Don offers this suggestion (already now added to the list above)
Pierre Hadot. Philosophy as a Way of Life.
This covers a number of Hellenistic philosophies, but includes a lot of consideration of Epicurean "spiritual exercises" as Hadot calls them. For example:
QuoteMeditation, however, be it simple or erudite, is not the only Epicurean spiritual exercise. To cure the soul, it is not necessary, as the Stoics would have it, to train it to stretch itself tight, but rather to train it to relax. Instead of picturing misfortunes in advance, so as to be prepared to bear them, we must rather, say the Epicureans, detach our thought from the vision of painful things, and fix our eyes on pleasurable ones.

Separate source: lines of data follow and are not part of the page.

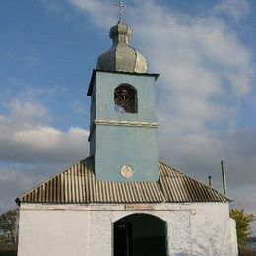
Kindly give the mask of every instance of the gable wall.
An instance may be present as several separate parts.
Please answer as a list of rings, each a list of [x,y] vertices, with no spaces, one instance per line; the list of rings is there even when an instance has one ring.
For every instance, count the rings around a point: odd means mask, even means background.
[[[228,204],[197,203],[136,205],[133,211],[124,205],[23,204],[18,256],[111,256],[112,224],[134,213],[167,222],[169,255],[237,255]]]

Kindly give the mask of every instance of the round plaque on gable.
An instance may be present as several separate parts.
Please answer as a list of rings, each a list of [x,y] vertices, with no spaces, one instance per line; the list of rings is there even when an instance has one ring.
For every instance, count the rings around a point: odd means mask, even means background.
[[[124,178],[131,178],[134,174],[134,170],[133,170],[132,166],[129,166],[129,165],[123,165],[121,167],[120,172]]]

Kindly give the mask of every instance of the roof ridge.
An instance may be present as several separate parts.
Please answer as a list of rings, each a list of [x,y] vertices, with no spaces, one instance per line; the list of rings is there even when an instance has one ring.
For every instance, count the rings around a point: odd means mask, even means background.
[[[181,174],[181,175],[183,175],[183,176],[189,178],[190,180],[193,180],[194,182],[197,182],[197,183],[199,183],[200,185],[202,185],[202,186],[204,186],[204,187],[206,187],[206,188],[208,188],[208,189],[210,189],[210,190],[212,190],[212,191],[214,191],[214,192],[216,192],[216,193],[222,195],[223,197],[224,197],[224,198],[226,199],[226,201],[230,201],[230,202],[232,201],[232,200],[230,200],[228,197],[226,197],[226,195],[223,194],[222,192],[218,191],[217,189],[215,189],[215,188],[213,188],[213,187],[210,187],[209,185],[206,185],[205,183],[203,183],[203,182],[201,182],[201,181],[196,180],[195,178],[191,177],[190,175],[187,175],[187,174],[183,173],[181,170],[177,169],[176,167],[171,167],[171,166],[167,165],[165,162],[163,162],[163,161],[161,161],[161,160],[159,160],[159,162],[160,162],[160,164],[165,165],[167,168],[172,169],[173,171],[178,172],[179,174]]]
[[[43,184],[49,182],[50,180],[58,177],[59,175],[61,175],[62,173],[68,171],[69,169],[71,169],[74,165],[78,164],[78,163],[82,163],[82,162],[85,162],[86,160],[90,160],[91,158],[93,158],[93,156],[88,156],[86,157],[85,159],[79,160],[79,161],[76,161],[74,163],[72,163],[71,165],[69,165],[69,167],[66,167],[63,171],[60,171],[58,172],[57,174],[53,175],[53,176],[50,176],[49,178],[47,178],[46,180],[40,182],[39,184],[35,185],[34,187],[32,187],[32,189],[28,190],[27,192],[21,194],[20,196],[18,196],[16,199],[15,199],[15,202],[19,204],[20,202],[20,199],[25,197],[26,195],[28,195],[29,193],[32,193],[32,191],[34,191],[35,189],[41,187]]]

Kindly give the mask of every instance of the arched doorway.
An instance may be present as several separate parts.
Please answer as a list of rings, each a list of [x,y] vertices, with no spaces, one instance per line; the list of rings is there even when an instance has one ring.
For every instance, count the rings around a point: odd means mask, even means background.
[[[148,214],[114,223],[114,256],[167,256],[167,224]]]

We arc to relive memories of past pleasures, and enjoy the pleasures of the present, recognizing how intense and agreeable these present pleasures are.70 We have here a quite distinctive spiritual exercise, different from the constant vigilance of the Stoic, with his constant readiness to safeguard his moral liberty at each instant. Instead, Epicureanism preaches the deliberate, continually renewed choice of relaxation and serenity, combined with a profound gratitude71 toward nature and life,72 which constantly offer us joy and pleasure, if only we know how to find them. By the same token, the spiritual exercise of trying to live in the present moment is very different for Stoics and Epicureans. For the former, it means mental tension and constant wakefulness of the moral conscience; for the latter, it is, as we have seen, an invitation to relaxation and serenity. Worry, which tears us in the direction of the future, hides from us the incomparable value of the simple fact of existing: "We are born once, and cannot be born twice, but for all time must be no more. But you, who are not master of tomorrow, postpone your happiness: life is wasted in procrastination and each one of us dies overwhelmed with cares." This is the doctrine contained in Horace's famous saying: carpe diem.